Essas cenas do passado funcionam como metáforas e não apenas da história sentimental da protagonista, mas da construção de um presente em que Clara, agora aos 65 anos, reage contra as negociações perturbadoras da construtora interessada em seu apartamento (o mesmo no qual viveu nos tempos de casada e onde permanece com suas recordações). Embora a situação pareça indicar uma conscientização sobre a exploração social provocada pelas grandes edificações (que igualmente evoca a noção freyriana que critica a estrutura da Casa-Grande com a Senzala estendida, frente aos mandos colonizadores), ela é colocada num contexto retórico mais amplo de resistência às atuais mudanças impostas.
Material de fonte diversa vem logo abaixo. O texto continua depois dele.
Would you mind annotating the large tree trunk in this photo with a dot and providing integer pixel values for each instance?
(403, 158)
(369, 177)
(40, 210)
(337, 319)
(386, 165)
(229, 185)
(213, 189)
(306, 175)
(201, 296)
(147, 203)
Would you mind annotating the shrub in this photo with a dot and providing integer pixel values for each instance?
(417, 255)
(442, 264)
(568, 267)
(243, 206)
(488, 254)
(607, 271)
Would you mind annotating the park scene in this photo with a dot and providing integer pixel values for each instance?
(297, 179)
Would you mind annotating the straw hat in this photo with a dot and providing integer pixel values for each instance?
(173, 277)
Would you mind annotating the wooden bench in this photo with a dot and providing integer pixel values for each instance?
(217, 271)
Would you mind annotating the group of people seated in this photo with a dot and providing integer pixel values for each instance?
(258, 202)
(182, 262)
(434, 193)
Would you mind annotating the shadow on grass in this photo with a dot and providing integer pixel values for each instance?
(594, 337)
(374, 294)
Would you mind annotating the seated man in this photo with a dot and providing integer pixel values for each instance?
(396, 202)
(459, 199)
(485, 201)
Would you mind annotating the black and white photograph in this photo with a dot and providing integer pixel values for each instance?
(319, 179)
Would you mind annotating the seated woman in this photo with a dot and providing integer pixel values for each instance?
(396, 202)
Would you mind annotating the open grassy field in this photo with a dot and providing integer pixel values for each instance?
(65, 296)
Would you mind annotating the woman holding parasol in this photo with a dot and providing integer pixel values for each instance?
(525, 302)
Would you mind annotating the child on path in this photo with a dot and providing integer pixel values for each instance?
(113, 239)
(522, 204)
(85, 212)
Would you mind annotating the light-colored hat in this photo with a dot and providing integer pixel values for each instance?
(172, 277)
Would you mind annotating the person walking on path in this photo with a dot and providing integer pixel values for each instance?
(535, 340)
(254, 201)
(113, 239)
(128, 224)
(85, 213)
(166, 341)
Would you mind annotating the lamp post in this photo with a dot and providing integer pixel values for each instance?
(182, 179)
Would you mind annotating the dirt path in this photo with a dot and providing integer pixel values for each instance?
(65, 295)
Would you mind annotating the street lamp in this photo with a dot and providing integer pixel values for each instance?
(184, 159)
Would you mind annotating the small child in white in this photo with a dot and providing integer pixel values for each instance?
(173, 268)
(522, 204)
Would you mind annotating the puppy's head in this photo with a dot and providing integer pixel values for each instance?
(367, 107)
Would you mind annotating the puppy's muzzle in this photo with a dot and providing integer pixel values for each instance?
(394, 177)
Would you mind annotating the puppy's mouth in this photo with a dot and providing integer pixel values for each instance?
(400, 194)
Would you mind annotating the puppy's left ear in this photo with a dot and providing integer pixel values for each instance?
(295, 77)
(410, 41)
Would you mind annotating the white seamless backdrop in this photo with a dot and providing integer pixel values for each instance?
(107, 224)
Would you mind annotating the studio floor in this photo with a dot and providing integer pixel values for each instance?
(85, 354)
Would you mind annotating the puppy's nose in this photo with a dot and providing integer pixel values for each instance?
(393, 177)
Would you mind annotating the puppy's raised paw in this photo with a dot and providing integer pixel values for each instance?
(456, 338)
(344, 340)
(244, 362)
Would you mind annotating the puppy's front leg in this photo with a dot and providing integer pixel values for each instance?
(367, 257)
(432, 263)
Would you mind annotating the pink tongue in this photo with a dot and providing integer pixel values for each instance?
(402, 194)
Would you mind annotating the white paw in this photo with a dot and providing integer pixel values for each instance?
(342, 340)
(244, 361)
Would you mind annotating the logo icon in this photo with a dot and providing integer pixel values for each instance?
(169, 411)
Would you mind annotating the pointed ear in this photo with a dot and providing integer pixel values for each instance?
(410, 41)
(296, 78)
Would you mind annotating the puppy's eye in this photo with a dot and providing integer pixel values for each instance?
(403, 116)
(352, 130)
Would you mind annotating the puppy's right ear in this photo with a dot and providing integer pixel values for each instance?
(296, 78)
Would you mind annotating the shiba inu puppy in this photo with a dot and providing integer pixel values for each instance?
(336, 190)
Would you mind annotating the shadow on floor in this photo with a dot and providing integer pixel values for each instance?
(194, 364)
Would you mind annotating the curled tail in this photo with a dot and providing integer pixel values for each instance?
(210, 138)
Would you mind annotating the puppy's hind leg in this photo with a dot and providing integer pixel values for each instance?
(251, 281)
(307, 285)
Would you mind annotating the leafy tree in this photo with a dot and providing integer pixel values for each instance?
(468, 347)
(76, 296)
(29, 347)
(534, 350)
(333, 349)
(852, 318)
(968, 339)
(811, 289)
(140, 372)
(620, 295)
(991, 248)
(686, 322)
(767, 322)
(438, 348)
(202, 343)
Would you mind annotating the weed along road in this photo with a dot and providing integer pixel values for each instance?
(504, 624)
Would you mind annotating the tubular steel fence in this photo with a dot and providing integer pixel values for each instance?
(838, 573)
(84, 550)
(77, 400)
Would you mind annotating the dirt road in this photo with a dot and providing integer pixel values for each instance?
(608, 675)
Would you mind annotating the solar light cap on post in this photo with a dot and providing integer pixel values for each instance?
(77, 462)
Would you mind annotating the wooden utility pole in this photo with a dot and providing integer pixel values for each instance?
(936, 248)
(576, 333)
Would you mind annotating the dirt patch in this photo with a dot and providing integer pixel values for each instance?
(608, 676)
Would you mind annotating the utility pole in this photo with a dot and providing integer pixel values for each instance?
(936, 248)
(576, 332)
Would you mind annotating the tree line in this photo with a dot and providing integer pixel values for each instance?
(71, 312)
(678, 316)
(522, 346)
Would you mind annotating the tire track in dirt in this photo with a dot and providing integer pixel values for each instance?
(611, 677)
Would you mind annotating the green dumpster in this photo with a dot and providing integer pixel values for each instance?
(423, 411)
A função metafórica se potencializa pelo esquema narrativo. Diego, jovem herdeiro envolvido com a especulação imobiliária (Humberto Carrão), se dispõe a usar táticas ardilosas para convencer Clara a vender seu apartamento. Entretanto, o que está em questão, não é apenas a desintegração social decorrente de empreendimentos que apagam a configuração de uma época, mas também a de evidenciar o sentimento de resistência que permeia a vivência da protagonista, cercada por sua coleção de LPs, livros e memórias, como verdadeiros arquivos do tempo. Daí a importância da trilha sonora, com músicas de Taiguara a Queen, passando por Roberto Carlos e Maria Bethânia, o som à beira do mar e outras técnicas precisas na elaboração do tempo suspenso que caracteriza o ambiente no edifício Aquarius.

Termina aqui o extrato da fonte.